Telluride Film Festival: Robert Redford receives career honor
TELLURIDE, Colo. -- In his new movie playing at the Telluride Film Festival, “All Is Lost,” Robert Redford plays a solo sailor adrift at sea. But the 77-year-old actor-director appeared very much at home Friday in the Colorado mountain resort, where he received the festival’s career achievement honor, the Silver Medallion.
Redford, who studied art as a young man and went on to become an Oscar winner and founder of the Sundance Film Festival in Park City, Utah, was making his first visit to the Telluride event, which is celebrating its 40th anniversary this year.
“When I started out as an actor, I carried this shadow of guilt that I should be a painter,” Redford recalled in a wide-ranging on-stage interview with L.A. Times film reporter John Horn. But instead of trading one career for another, Redford said, he had a revelation.
Though he chose his path as a performer, he realized he could bring along his experience as an artist and focus on what he called the “humanistic side of cinema”: the dynamic culmination of the three most important aspects of any film – the story, the characters and the emotion.
WATCH: Trailers from Telluride
Past recipients of Telluride’s Silver Medallion include Francis Ford Coppola, Clint Eastwood, Colin Firth and Marion Cotillard. Redford admitted that watching a series of clips from his 53-year career -- including excerpts from “Butch Cassidy and the Sundance Kid” (1969), “The Way We Were” (1973), “All the President’s Men” (1976), and “A River Runs Through It” (1992), which he directed -- was the most uncomfortable part of Friday’s presentation in his honor.
He then answered questions, taking the discussion as far back as his first Golden Globe in 1965, when he received the award for most promising newcomer, male, for his part in “Inside Daisy Clover.” He also recounted his initial phone conversations with Bob Woodward for “All the President’s Men,” (Redford portrayed the Washington Post reporter in the film) and the physical challenges of “All Is Lost,” in which Redford did many of his own stunts, including his sailboat’s capsizing.
Redford’s medallion was presented Thursday night by Ralph Fiennes, who is in Telluride showing his new film, “The Invisible Woman,” and worked with Redford on “Quiz Show” (1994).
In “All Is Lost,” written and directed by J.C. Chandor, Redford plays a man lost alone at sea. The film, which premiered at the Cannes Film Festival in May, is almost entirely without dialogue. “I was ready to do it because of just that,” said Redford.
Ultimately, “it was a test for what I can push myself to do,” he said, acknowledging that at his age, not everything is as easy as it once was.

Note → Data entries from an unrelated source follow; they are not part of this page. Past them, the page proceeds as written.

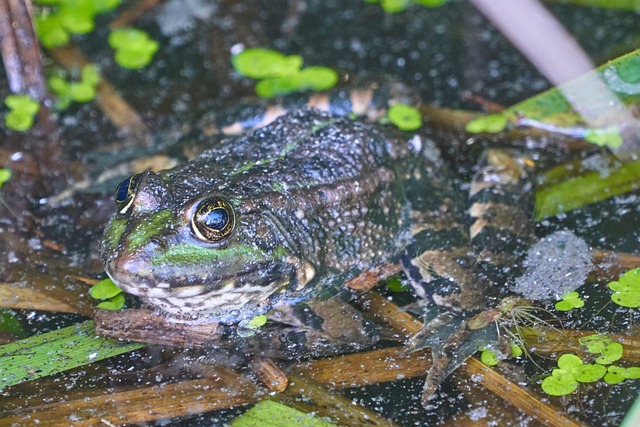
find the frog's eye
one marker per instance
(126, 192)
(213, 220)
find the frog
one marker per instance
(285, 214)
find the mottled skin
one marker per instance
(305, 204)
(318, 199)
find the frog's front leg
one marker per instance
(314, 328)
(454, 267)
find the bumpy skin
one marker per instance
(318, 199)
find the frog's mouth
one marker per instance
(203, 296)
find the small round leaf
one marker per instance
(104, 289)
(559, 385)
(405, 117)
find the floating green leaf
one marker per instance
(5, 175)
(104, 289)
(626, 290)
(22, 103)
(571, 371)
(55, 25)
(10, 324)
(272, 414)
(259, 63)
(394, 6)
(559, 384)
(134, 49)
(281, 74)
(53, 352)
(394, 284)
(516, 350)
(257, 321)
(595, 343)
(107, 290)
(405, 117)
(614, 375)
(113, 304)
(570, 301)
(632, 373)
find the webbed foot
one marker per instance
(451, 342)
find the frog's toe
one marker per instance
(451, 343)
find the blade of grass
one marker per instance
(54, 352)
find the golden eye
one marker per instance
(125, 193)
(213, 220)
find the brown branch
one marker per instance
(501, 386)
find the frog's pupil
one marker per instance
(216, 218)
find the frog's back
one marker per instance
(330, 182)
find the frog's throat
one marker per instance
(233, 298)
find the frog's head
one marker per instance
(206, 256)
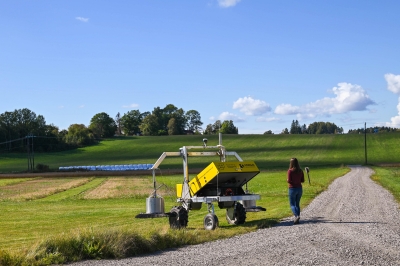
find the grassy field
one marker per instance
(268, 151)
(40, 214)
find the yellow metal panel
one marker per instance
(213, 169)
(179, 190)
(236, 167)
(203, 178)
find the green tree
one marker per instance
(295, 127)
(102, 125)
(228, 127)
(217, 127)
(131, 121)
(118, 123)
(150, 125)
(79, 135)
(193, 119)
(172, 127)
(209, 129)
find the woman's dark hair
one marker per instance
(294, 165)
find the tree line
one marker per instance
(328, 128)
(22, 126)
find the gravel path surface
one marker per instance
(354, 222)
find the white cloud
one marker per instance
(229, 116)
(250, 106)
(133, 105)
(82, 19)
(348, 98)
(228, 3)
(393, 82)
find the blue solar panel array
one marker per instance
(121, 167)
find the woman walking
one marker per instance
(295, 177)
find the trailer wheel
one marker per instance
(236, 215)
(178, 218)
(210, 221)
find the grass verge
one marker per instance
(66, 228)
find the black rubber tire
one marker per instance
(210, 221)
(179, 217)
(239, 214)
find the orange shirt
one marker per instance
(295, 178)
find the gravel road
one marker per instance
(354, 222)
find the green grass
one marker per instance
(268, 151)
(64, 226)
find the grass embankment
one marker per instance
(268, 151)
(66, 226)
(81, 218)
(389, 178)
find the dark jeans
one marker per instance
(294, 199)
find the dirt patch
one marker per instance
(39, 188)
(121, 187)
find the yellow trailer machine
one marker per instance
(219, 183)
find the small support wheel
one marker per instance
(210, 221)
(178, 218)
(236, 215)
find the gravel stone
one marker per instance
(354, 222)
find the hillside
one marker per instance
(268, 151)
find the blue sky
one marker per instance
(259, 63)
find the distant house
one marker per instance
(188, 132)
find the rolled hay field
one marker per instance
(92, 213)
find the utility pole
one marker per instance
(365, 141)
(29, 147)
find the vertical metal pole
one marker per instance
(154, 183)
(33, 155)
(365, 141)
(27, 151)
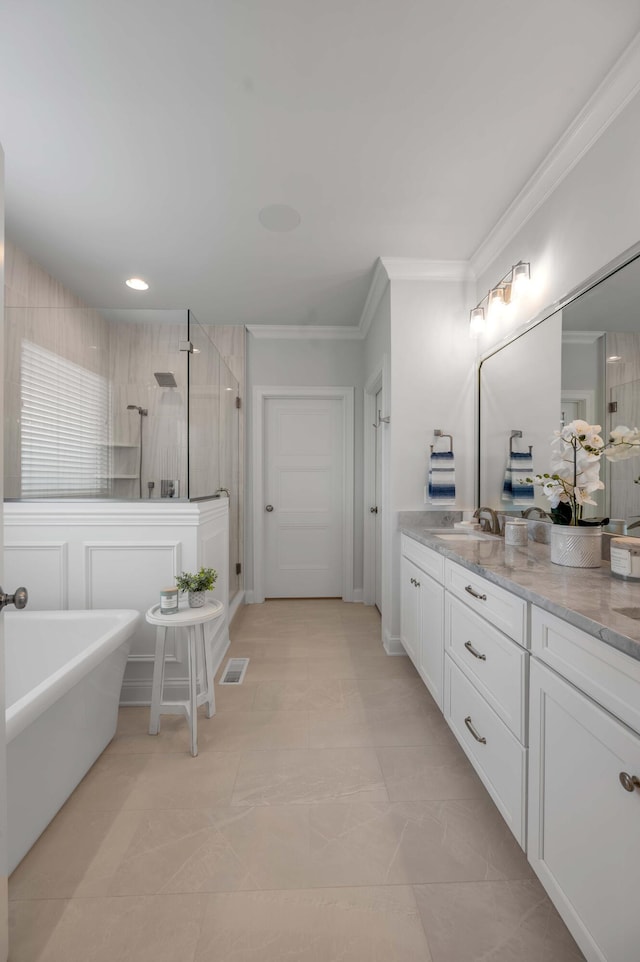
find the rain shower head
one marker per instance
(165, 379)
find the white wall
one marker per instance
(592, 217)
(377, 344)
(313, 363)
(432, 386)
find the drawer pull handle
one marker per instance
(478, 738)
(629, 782)
(475, 594)
(476, 654)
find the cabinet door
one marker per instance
(410, 608)
(584, 826)
(431, 636)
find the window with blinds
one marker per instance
(64, 427)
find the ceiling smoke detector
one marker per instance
(137, 284)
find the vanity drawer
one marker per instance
(503, 609)
(497, 756)
(425, 558)
(609, 676)
(495, 664)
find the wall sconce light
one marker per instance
(508, 288)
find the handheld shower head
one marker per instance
(165, 378)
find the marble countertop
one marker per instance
(588, 598)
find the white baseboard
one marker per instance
(392, 646)
(138, 691)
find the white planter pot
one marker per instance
(576, 547)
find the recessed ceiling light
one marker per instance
(279, 218)
(137, 284)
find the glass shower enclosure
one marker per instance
(119, 405)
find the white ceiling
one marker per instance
(143, 137)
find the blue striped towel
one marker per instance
(515, 488)
(442, 477)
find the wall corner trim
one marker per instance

But more than that, “All Is Lost” provided a chance to regain something he felt he might have lost.
His early success led to the branching out of his career, and Redford started directing films, and ultimately founded his Sundance empire, which now includes the festival, the Sundance Channel, and even a catalog.
“You get further and further away,” said Redford, “but what you’re really taking away from is yourself, as an artist. Doing ‘All Is Lost’ is what allowed me to come back,” he said.